I have a saying that sometimes you say a lot by saying nothing. In my opinion, silence is understated as an effective tool in business and management communication. We live in an age where we are bombarded with noise in all its forms – opinion, conversation, phones, emails. Silence, on the other hand, seems to have fallen out of favour.
Let me explain, by use of an example, what I mean by “sometimes you say a lot by saying nothing”.
If someone has slighted you, you have two options:
- You can choose to get into an argument.
- You can react immediately to what has happened.
- You can defend your position.
- You can protect your pride.
- In the process, you may say something that could may alleviate the situation, or may inflame it.
- What you say will depend on the situation, the relationship you have with the other person and what else is going on in your life at that time.
- You can choose to say nothing.
- By saying nothing, you may elevate yourself above the argument.
- You have the other person guessing.
- By them guessing, they question themselves.
- By questioning themselves, they start to draw their own conclusions.
- Eventually, they may ask you the question as to what happened.
- You can then choose to enter into the discussion, with a clear mind and a firm viewpoint.
But take note:
A. Often, you won’t be asked.
B. Always maintain dignity.
As a management tool, I’ve used this to great effect over the years. I’ve worked with hundreds of staff, managers, clients and colleagues. I was formerly of the school of Option 1 – load up my cannon with the best form of ammunition and fire away. Sometimes aimlessly. Sometimes at the wrong enemy.
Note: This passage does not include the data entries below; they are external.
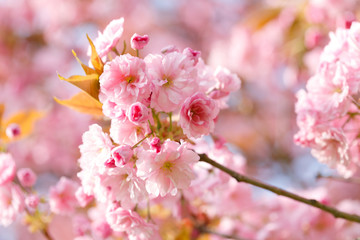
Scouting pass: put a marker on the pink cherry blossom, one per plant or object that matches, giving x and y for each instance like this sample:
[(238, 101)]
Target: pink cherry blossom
[(197, 115), (139, 42), (120, 184), (26, 177), (124, 81), (62, 198), (155, 143), (123, 220), (7, 168), (122, 155), (167, 171), (226, 81), (11, 203), (13, 131), (173, 76), (108, 39), (32, 201), (138, 113), (126, 132)]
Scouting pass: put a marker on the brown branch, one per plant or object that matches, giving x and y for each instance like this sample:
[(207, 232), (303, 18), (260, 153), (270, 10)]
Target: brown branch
[(312, 202)]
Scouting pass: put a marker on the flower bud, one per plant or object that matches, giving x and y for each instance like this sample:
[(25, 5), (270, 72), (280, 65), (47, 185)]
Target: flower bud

Often with adverse consequences.
When I started teaching myself about the effectiveness of silence, I found the reaction was different for me on three fronts:
- I felt less stressed about the situation, the result and the aftermath.
- The situation would either diffuse or be resolved much faster as a result of not engaging in turf warfare.
- It helped to improve the relationships with the people I was engaging with.
So, next time something happens, and your usual first reaction is to jump in and offer a retort, think whether sometimes you say a lot by saying nothing.
This Week’s Tip
We all need silence to help us think, create, ponder and develop. By not reacting to every situation, immediately, we develop the art of patience and perspective, both effective business management tools.